Though the United Nations country team in Zimbabwe has gone on record deploring police beatings of Zimbabwean trade union officials earlier this month and has tacitly criticized President Robert Mugabe's subsequent remarks condoning the violence, some observers have taken the world body to task for taking too long to react.
Public comments by the U.N. country team in Harare Thursday came more than two weeks after the September 13 beatings of 17 officials of the Zimbabwe Congress of Trade Unions following their attempted protest march in the capital.
Support for the ZCTU officials had come from many other organizations, not only trade unions but rights groups like Amnesty International, but until September 28 not from the United Nations, whose International Labor Organization had yet to comment.
The U.N. country team expressed its "profound sense of dismay" at declarations by "Zimbabwean authorities" - clearly an indirect reference to President Mugabe - that seemed to condone the use of force and torture to put down demonstrations. The country team urged Harare to ensure the free exercise of basic freedoms.
VOA's Studio 7 for Zimbabwe sought perspective on the matter from Nairobi-based rights activist Brian Kagoro, who said the U.N. statement was too little too late.
Meanwhile, U.N. officials in Harare were on the defensive in a separate matter to do with Harare's proposal for a national human rights commission.
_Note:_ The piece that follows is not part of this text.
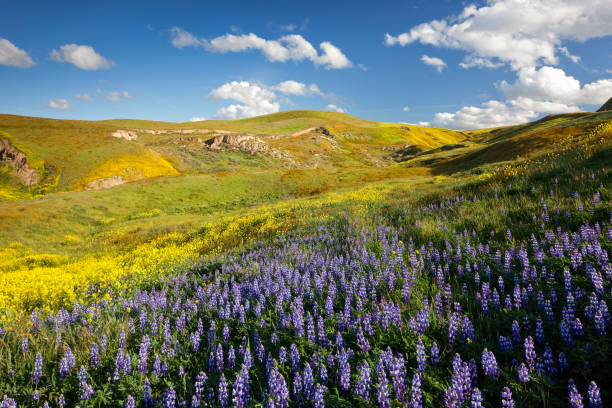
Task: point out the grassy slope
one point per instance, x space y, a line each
215 184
Some civic groups have accused U.N. officials of aligning too closely with the government on the idea.
U.N. news agency IRIN quoted U.N. Development Program Resident Representative Agostinho Zacarias as saying that, "The accusation that we are in bed with the government of Zimbabwe is unfounded and in bad faith."
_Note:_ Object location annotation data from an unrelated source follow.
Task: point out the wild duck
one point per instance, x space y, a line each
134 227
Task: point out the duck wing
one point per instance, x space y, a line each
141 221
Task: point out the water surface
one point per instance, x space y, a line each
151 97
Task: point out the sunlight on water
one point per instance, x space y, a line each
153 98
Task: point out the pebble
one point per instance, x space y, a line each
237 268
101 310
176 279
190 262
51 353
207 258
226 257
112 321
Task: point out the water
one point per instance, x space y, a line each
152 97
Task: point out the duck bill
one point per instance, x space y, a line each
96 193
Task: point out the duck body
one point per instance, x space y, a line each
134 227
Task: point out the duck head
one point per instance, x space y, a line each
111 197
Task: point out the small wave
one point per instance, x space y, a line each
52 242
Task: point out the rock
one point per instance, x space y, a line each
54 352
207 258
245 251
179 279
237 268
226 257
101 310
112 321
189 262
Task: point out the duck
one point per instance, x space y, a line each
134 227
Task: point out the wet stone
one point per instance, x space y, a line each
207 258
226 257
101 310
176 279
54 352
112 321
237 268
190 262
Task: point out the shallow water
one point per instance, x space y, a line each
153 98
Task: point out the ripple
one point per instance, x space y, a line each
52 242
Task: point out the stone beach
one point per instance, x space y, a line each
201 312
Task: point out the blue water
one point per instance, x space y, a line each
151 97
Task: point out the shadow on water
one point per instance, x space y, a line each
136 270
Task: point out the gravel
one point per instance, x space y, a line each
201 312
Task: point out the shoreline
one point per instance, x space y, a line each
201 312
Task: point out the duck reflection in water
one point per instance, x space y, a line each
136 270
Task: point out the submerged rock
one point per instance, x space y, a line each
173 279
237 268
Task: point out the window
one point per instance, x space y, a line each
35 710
He continued: "Containment and isolation of the government is not our strategy. We are not selectively consulting NGOs - everyone and anyone can participate. We believe in a policy of engaging the government and the civil society."
The Crisis in Zimbabwe Coalition has accused the agency of being soft on Harare and refused to join consultative meetings other NGOs on creating the rights commission - particularly in light of the recent beatings of the trade union officials.